Security management has always involved a balance between safeguarding information and enabling access to employees so that they can get on with their jobs. Where employees feel penned in by security, they will look for ways around it. Security policies need to be enforced by end point technology that reminds staff of company rules, then blocks and records any attempted breaches.

• Consider the risk of rolling sheep - Ensure that you have in place timely staff vetting and revocation procedures. Make sure that new staff undergo appropriate induction in acceptable usage policies before providing access to the network. Former employees should no longer have access to email, the network or mobile computing devices. Casual staff and cleaners should not have access to confidential printed material and workstation use must be monitored outside of normal working hours.

• Knitting it all together - Quantify the data/b] that can be lost and document key user workflows to understand how staff [b]interact with data. Critical assets may contain specific project names, codenames or data types (such as credit card details). If you can restrict access to sensitive data on a need-to-know basis then you can reduce the likelihood of it being leaked and more easily identify the source of any breach in the event that an employee is acting maliciously. Ensure your physical and IT based security systems can talk to one another - link CCTV sequences and desktop screenshots with user logins or entry to secure areas - to provide a visual audit trail of events, creating a highly effective holistic security system.

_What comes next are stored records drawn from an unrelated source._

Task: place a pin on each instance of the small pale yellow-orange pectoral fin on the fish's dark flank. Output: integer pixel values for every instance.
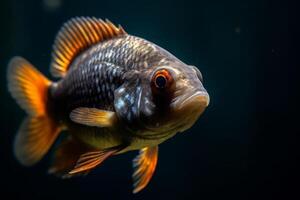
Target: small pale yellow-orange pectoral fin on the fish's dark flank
(93, 117)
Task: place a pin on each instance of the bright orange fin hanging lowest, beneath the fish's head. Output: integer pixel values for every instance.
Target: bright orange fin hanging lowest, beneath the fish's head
(144, 165)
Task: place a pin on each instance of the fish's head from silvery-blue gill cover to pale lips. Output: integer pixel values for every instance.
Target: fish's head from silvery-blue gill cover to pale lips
(165, 99)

• Identify cattle grid opportunities - How easy is it for an employee to print out a restricted document, and walk out of the door with it? Can they siphon data out on a USB drive, iPod, smartphone; or attach sensitive documents to webmail? Do you have a policy on social networking? Dialog prompt boxes that ask the user if they wish to proceed, before attaching a sensitive file to an email or printing out a confidential email, could prevent a data breach. Enforce similar rulesets on mobile computing devices to those used on fixed endpoints, only permitting users to view data that matches their access privileges on the corporate network.

• Shepherd your company’s data assets Vault applications are capable of simply encrypting files - ensuring that they are stored, copied or transmitted in a secure format. The value of allowing your staff to work unhindered by security is often underestimated. Enabling employees to encrypt data at the point of creation on the desktop can go a long way towards reaching the balance between usability and security. Individuals are often unaware that their actions constitute a potential data breach. Alerting employees to any action that conflicts with security procedure, or warning them when they access restricted documents, provides a gentle reminder on policy. Solutions that mentor rather than simply blocking activity will be less likely to prompt innocent employees to breach secure working practices. Integrate these dialog prompts with physical security such as CCTV images and access card audits, so that you have a record of who was working on a document at the time the risky activity was flagged up. This can help to identify employees that might need amended access privileges or updated training.


Conclusion:

Good personnel management goes a long way towards reducing corporate risk. Using integrated endpoint security, access control systems and CCTV, risk managers can gain complete visibility of the way that staff interact with company data and use this to inform user education, access rights and policy enforcement. As a result, unintentional data loss is prevented and the organisation stands to gain in productivity by enabling staff to get on with their jobs. Meanwhile, IT managers can stop chasing their tails and focus on delivering strategic benefits to the business.